30.On the issue that the Arbitrator had directed Acres Investment to bear the costs of the Arbitration yet it was never a party to the Agreement giving rise to the arbitration between the Applicant and First Riverside, it must be recalled that the issue of who is liable and to what extent was already determined in the Initial Award. The Initial Award has now been recognized and cannot be the subject of a collateral attack. The Award on Costs is consequential upon the Initial Award as it merely determined the quantum of costs to be paid by the party adjudged liable.

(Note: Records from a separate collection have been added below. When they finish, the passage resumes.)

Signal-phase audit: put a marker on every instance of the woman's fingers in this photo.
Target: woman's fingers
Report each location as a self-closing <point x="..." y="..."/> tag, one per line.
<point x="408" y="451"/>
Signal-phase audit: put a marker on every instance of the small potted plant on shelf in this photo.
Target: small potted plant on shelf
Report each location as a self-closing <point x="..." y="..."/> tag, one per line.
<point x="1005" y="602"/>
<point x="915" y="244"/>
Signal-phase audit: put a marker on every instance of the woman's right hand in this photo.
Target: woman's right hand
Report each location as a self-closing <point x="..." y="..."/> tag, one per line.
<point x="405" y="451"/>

In the circumstances, the second ground does not fall within the recognized grounds for refusal to enforce an award.
31.I do not see any reason why the Applicant’s application dated 5th May 2021 should not be allowed and the Award on Costs recognized and enforced.Disposition
32.For the reasons I have set out above, I now issue the following orders:a.The Respondents’ Notice of Motion dated 22nd March 2021 is dismissed.b.The Applicant’s Chamber Summons dated 5th May 2021 is allowed on terms that the Additional Award on Costs dated 29thMarch 2021 made by Mr Mbiriri Nderitu, the Sole arbitrator, be and is hereby recognized and entered as a judgment of this court and leave be and is hereby granted to the Applicant to enforce the Additional Award as an order of this court.**c.The Respondents shall bear the costs of both applications assessed at KES. 50,000.00.**
DATED AND DELIVERED AT NAIROBI THIS 28TH DAY OF APRIL 2022.D. S. MAJANJAJUDGEMs Wachira instructed by EMSI and Associates Advocates for the Applicant.Ng’etich Chiira and Associates Advocates for the Respondent.